With that as preamble, how can we not appreciate baseball all the more? Rick Riley, apparently missing the irony in a golfer bored by the slow speed of baseball, has excreted a column I refuse to link to about how he'd change baseball if he were commissioner. One such idea is to install a clock to make sure pitchers take less time between pitches, to which I humbly say: stick it up your ass, Riley. He also thinks similarly to Stern in that he believes throwing at a player is a capital offense; fans of the game know better. Baseball doesn't need rule changes (Other than the start time for playoff games being moved up - is it wrong for an important game to be played in daylight? And that's not even a rule thing. See?). Attendance is down incrementally from last year, but it's mostly due to the economy, and on the whole most teams are doing well. Playing 162 games means that the total figures for people watching games in person absolutely annihilates the other three major team sports, and if you're making a joke about Hockey not being a major sport, then let's go ahead and be friends.

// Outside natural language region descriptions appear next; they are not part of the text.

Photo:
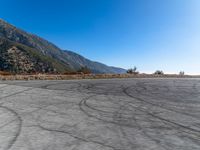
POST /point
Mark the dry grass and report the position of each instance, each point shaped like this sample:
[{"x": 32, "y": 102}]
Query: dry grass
[{"x": 6, "y": 76}]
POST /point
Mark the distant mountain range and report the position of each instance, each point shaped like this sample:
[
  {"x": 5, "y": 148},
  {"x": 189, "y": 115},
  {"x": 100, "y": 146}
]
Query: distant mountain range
[{"x": 22, "y": 52}]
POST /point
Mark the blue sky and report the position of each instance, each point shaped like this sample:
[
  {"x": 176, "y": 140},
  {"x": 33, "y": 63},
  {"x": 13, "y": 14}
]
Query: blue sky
[{"x": 149, "y": 34}]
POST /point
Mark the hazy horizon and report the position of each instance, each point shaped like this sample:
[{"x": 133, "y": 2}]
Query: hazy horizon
[{"x": 150, "y": 34}]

There's an obvious timelessness about baseball that has an appeal for a huge swatch of people. This gives the powers that be - whatever my/your objections with Selig are - reign to actually promote the sport, and they're doing a pretty damn good job at it. I'm specifically referring a few of Major League Baseball's official venues to fandom - MLB.TV, the DirecTV Extra Innings, and, most relevant of all, the MLB iPhone App. For those of you with an iPhone and even a passing interest in baseball, go buy it. Right now. Find the ten dollars, or skip any takeout meal you'll buy today, and you'll thank me for it, I promise. Because this thing is amazing. Up to the second scores, complete game coverage, video highlights, end-of-game summary videos, stats, pitch-by-pitch diagrams... it's all a little much, in a completely positive way. My favorite feature is definitely the radio. Each in-progress game has a link to audio, which will play a radio announcer's call of the game. Which announcer? Well, you get to choose that, because the App lets you pick which team's radio man to listen to. It's incredible. Given that you can buy an iPhone for like 100 bucks, it's probably worth a new phone by itself

APTOPIX Brewers Cardinals Baseball

If this seems like the entire post has existed for the sole reason of praising MLB's employees, then I'm sorry; it's only a third that.

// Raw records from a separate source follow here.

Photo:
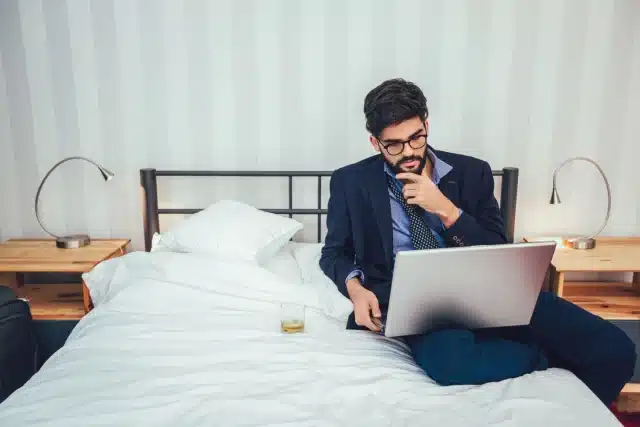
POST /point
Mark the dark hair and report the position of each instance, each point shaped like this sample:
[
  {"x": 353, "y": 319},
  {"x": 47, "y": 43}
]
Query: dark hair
[{"x": 393, "y": 101}]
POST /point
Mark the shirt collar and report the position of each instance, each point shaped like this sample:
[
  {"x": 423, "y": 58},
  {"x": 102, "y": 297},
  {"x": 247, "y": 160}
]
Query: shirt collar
[{"x": 440, "y": 167}]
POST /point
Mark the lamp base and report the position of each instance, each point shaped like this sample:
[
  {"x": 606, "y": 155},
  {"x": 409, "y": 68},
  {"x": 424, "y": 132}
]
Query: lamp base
[
  {"x": 581, "y": 243},
  {"x": 73, "y": 242}
]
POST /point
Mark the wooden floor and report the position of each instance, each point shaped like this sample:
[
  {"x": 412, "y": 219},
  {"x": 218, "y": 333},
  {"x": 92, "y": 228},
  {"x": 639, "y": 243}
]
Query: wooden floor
[{"x": 611, "y": 301}]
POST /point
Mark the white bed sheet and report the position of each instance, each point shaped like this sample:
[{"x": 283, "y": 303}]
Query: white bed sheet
[{"x": 180, "y": 341}]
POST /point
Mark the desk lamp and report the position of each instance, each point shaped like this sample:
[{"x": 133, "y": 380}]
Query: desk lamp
[
  {"x": 76, "y": 240},
  {"x": 582, "y": 242}
]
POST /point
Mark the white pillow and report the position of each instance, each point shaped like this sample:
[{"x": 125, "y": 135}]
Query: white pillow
[
  {"x": 335, "y": 304},
  {"x": 284, "y": 265},
  {"x": 230, "y": 229}
]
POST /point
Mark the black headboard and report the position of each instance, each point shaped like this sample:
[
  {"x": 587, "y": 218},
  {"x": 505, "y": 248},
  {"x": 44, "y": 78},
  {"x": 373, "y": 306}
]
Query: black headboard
[{"x": 151, "y": 211}]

Baseball has its problems, of course. PEDs are becoming a monomaniacal obsession of those that cover the game, for one, and this in turns upsets all the old hats. We have the Joe Morgan versus Common Sense fight-to-the-death. There's no shortage of issues to talk about; salary caps, owners, seat licenses, beer costs or whatever else it may be. But as the NFL scratches for the bottom floor, the NBA fights its own players and the NHL slowly becomes a niche sport, I'm appreciating more and more the simple archaic perfection of baseball as it finds its way through our modern filtration systems.

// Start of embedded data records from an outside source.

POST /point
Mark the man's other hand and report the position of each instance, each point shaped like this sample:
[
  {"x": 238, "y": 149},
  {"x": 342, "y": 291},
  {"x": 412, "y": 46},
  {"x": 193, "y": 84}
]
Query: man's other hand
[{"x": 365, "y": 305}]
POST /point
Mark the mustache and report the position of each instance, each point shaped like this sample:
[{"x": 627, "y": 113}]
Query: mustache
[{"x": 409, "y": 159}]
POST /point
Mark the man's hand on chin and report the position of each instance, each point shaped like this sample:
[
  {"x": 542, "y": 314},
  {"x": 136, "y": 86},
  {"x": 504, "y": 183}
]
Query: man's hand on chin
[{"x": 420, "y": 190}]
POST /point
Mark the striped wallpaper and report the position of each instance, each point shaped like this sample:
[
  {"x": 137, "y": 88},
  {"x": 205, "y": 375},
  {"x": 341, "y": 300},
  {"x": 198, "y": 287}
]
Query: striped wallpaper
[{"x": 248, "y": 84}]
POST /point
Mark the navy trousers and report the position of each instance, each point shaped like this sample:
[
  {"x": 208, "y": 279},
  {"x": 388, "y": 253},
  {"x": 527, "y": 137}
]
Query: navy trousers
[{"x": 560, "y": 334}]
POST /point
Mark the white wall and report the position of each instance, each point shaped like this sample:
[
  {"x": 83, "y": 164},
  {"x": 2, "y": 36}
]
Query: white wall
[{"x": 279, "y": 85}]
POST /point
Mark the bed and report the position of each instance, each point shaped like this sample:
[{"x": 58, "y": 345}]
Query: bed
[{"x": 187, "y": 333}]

Meanwhile, this season has started to get interesting. My unseen post on the Blue Jays and their hideous efficiency has become a moot point, and the players the Yankees bought to perform in the summer months are doing just that. It helps they play in a wind tunnel blowing out of right field, but still. We have a few interesting divisional struggles, a sudden deluge in players with mental handicaps, the return of Justin Verlander, the utter disaster in Washington, Grienke's ascension, the pitching staff of the Giants against their batters, the implosion in Tampa, the rise of the Marlins, the coronation of Pujols, the 300th win of the second most unlikeable man in baseball, and hundreds of others.

Amazing is happening right here, damn it.